Three members of the team - Emily, Helen and Kathrine - talk about their experiences in the department.
From start to finish
Working on the Anne Boleyn costumes for Wolf Hall (2014) was particularly satisfying for the team, as they had plenty of time to make everything and got to see things through from start to finish - working from the inside out, from the underwear to the finished costume.
The shapes of the costumes and corsets for The Empress (2013) were also memorable: "Beatie Edney who played Queen Victoria said her costume helped her with her performance. All the ladies in the Company had a base costume and then elements were added depending on who they were playing – a skirt, a jacket, etc. We made rehearsal bustles for the actors so they could get used to the feel and weight of them before we made the full costumes."
A feat of engineering
Amazingly, bustles are made of 12m of inch-wide steel and wheel farthingales around 20m: "There is far more metalwork in ladies’ costumes for the
corsetry, etc. As we are making them, we
are aware of the weight of the costumes, often worn on stage for quite a long
time. The actors have to be pretty strong and physically fit.

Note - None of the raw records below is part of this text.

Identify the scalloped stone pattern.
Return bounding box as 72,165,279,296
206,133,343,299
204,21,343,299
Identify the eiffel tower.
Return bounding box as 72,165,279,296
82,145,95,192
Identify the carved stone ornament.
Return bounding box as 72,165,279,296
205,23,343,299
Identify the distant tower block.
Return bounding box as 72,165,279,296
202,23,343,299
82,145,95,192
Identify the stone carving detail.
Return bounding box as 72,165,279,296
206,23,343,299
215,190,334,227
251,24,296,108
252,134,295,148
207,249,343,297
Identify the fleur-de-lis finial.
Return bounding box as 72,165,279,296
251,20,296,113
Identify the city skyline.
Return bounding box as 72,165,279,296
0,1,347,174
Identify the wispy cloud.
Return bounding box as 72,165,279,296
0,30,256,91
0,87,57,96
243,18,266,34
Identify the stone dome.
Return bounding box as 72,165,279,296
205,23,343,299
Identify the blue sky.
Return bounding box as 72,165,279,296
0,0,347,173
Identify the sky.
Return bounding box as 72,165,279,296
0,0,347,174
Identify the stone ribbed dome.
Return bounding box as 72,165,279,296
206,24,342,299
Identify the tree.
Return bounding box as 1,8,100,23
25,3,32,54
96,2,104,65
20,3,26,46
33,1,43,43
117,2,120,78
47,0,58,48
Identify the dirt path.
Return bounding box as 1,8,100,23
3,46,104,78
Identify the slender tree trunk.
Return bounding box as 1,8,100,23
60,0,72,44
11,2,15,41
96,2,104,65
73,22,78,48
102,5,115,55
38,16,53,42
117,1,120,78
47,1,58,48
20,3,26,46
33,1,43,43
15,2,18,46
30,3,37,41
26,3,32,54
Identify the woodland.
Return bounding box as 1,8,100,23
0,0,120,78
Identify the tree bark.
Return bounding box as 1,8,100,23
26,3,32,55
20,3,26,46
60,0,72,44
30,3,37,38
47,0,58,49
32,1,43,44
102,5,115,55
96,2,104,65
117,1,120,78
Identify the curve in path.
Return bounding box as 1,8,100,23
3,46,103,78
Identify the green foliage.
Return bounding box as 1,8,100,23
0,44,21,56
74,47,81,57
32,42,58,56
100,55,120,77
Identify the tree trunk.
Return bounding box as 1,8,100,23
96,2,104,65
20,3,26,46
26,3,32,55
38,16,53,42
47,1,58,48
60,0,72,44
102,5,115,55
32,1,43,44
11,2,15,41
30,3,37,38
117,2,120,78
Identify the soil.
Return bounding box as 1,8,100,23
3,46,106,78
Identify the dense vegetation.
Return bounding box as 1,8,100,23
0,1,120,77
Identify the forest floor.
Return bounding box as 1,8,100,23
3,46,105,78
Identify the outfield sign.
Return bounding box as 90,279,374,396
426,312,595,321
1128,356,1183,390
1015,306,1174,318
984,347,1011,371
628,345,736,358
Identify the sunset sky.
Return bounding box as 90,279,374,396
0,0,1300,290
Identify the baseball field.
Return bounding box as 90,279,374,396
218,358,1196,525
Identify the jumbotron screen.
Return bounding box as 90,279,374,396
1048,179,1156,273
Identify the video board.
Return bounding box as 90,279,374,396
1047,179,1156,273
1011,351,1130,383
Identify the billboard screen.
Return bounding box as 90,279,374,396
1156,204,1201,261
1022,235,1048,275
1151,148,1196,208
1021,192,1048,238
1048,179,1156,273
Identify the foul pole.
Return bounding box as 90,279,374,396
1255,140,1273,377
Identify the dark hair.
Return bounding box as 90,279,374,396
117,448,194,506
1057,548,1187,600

"If we have a costumes that needs to have a harness installed for the actor to “fly” we create bespoke holes to be practical but to also hide the harness. We’ve had situations where the type of harness gets changed, or a harness is added or removed, which can be a challenge to make or remove holes in a fully-made costume!"
For Gregory Doran’s Hamlet (2008), the Player King and Queen costumes were very exaggerated and there were challenges
to work out the engineering to make the costumes wearable. The Queen wore a
huge wheel farthingale costume requiring a 45-second quick
change – from jeans and t-shirt to this elaborate costume – which added
practical challenges.
Trade secrets
Historically, sewing hasn’t changed a lot, so while technology is changing across the RSC, our costume team still depends on the simple thimble to sew through layers of fabric without pain. Kathrine has also made herself a utility apron with a special space for everything, including her thimble!
They recommend The Reader's Digest Complete Guide to Sewing for learning the basics: "It is comprehensive and gives clear, detailed step-by-step instructions to teach you how to put in a zip, attach a sleeve and so on. For many items, like making a corset, we make them so often we don’t really have to think about it, but for other items we are known to refer to our student notes for tailoring!"